In the Bluegrass world, Doyle Lawson is, quite simply, a legend. Now in his early 70s, Lawson has fronted his band Quicksilver for 36 years and like all great Bluegrass bands, there’s been a rotating group of talented members in the band. This version of Quicksilver may be one of the best ever with members including Josh Swift on Dobro, Joe Dean on banjo, Dustin Pyrtle on guitar, Eli Johnston on bass and Stephen Burwell on fiddle. Of course, Doyle plays mandolin and is joined by Swift, Myrtle and Johnston as the vocal quartet of the band (with Myrtle and Johnston serving as lead vocalists).
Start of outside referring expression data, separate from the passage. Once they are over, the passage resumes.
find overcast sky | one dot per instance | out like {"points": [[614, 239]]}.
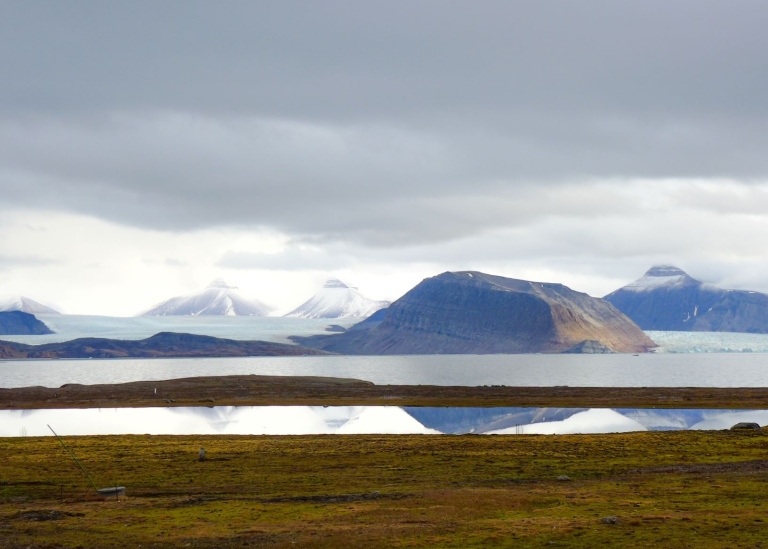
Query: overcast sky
{"points": [[149, 147]]}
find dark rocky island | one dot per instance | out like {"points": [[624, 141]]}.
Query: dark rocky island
{"points": [[667, 298], [164, 344], [477, 313], [21, 323]]}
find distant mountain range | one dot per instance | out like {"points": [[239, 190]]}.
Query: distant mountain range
{"points": [[667, 298], [218, 299], [164, 344], [337, 300], [472, 312], [25, 305], [21, 323]]}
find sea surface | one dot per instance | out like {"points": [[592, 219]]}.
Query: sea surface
{"points": [[645, 370]]}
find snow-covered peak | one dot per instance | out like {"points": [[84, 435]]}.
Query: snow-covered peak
{"points": [[336, 283], [26, 305], [337, 299], [664, 271], [218, 299], [219, 284], [660, 276]]}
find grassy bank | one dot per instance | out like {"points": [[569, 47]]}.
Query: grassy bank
{"points": [[672, 489]]}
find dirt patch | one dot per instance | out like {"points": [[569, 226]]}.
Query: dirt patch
{"points": [[41, 515], [251, 390], [741, 467]]}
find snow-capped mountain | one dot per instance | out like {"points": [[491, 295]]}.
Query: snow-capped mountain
{"points": [[667, 298], [26, 305], [337, 300], [218, 299]]}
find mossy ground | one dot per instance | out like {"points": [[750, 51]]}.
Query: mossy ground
{"points": [[671, 489]]}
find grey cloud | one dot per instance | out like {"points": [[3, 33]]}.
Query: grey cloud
{"points": [[292, 259], [13, 261], [388, 125]]}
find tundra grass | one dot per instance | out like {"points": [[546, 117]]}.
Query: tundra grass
{"points": [[670, 489]]}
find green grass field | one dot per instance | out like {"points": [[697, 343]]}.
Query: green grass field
{"points": [[665, 489]]}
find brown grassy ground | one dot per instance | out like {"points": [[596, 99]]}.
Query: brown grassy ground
{"points": [[266, 390], [672, 489], [656, 489]]}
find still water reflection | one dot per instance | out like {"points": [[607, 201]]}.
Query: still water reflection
{"points": [[313, 420]]}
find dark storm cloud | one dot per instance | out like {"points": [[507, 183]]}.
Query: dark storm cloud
{"points": [[381, 123]]}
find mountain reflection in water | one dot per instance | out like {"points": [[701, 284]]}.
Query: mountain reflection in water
{"points": [[315, 420]]}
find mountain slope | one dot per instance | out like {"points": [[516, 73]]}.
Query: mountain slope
{"points": [[164, 344], [471, 312], [25, 305], [218, 299], [337, 300], [666, 298]]}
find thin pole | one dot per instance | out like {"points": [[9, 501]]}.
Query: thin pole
{"points": [[73, 457]]}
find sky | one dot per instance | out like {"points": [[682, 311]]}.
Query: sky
{"points": [[147, 148]]}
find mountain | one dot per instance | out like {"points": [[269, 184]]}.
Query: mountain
{"points": [[218, 299], [472, 312], [337, 300], [667, 298], [26, 305], [164, 344], [21, 323]]}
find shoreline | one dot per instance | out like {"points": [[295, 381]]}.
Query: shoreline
{"points": [[258, 390]]}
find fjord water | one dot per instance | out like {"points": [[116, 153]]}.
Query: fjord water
{"points": [[645, 370], [687, 359]]}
On Life Is A Story, the story song takes precedent over the course of these dozen tracks. “Life of a Hard Workin’ Man” feels like a long lost George Jones song and it’s one of the band’s originals (written by Pyrtle, Dean and Johnston) while The Guitar Case, one of the latest gems from award-winning songwriter Donna Ulisse (now a Mountain Home Recording Company artist like DLQ), tells a story of a man looking for a purpose in his life while “Love Lives Again” is an old George Jones classic and here the band brings all the melancholy the lyric offers.
Mainstream fans of country music from the turn of the century will definitely remember “Little Girl,” a #1 hit from John Michael Montgomery and written by late songwriting legend Harley Allen, and realize that a great song is great no matter the arrangement, even if the story is completely fictional. It’s still heartfelt as is “Kids These Days,” a song which serves as the epitome of the story aspect, this one which shares discussions of the differences between an adult’s childhood and that of kids these days. It wouldn’t be a bluegrass album without a song which uses a train or train metaphor in a song and that (very good) song here is “Derailed” a song about a relationship that has, well, derailed (ended).
While technically a bluegrass album, Life Is A Story feels as much like a classic country album as it does anything inspired by Bill Monroe or Flatt and Scruggs and in decades gone by, it probably would’ve scored a hit or two on the radio, now, it’s just a fantastic piece of music with storytelling that makes it worthy of revisiting again and again.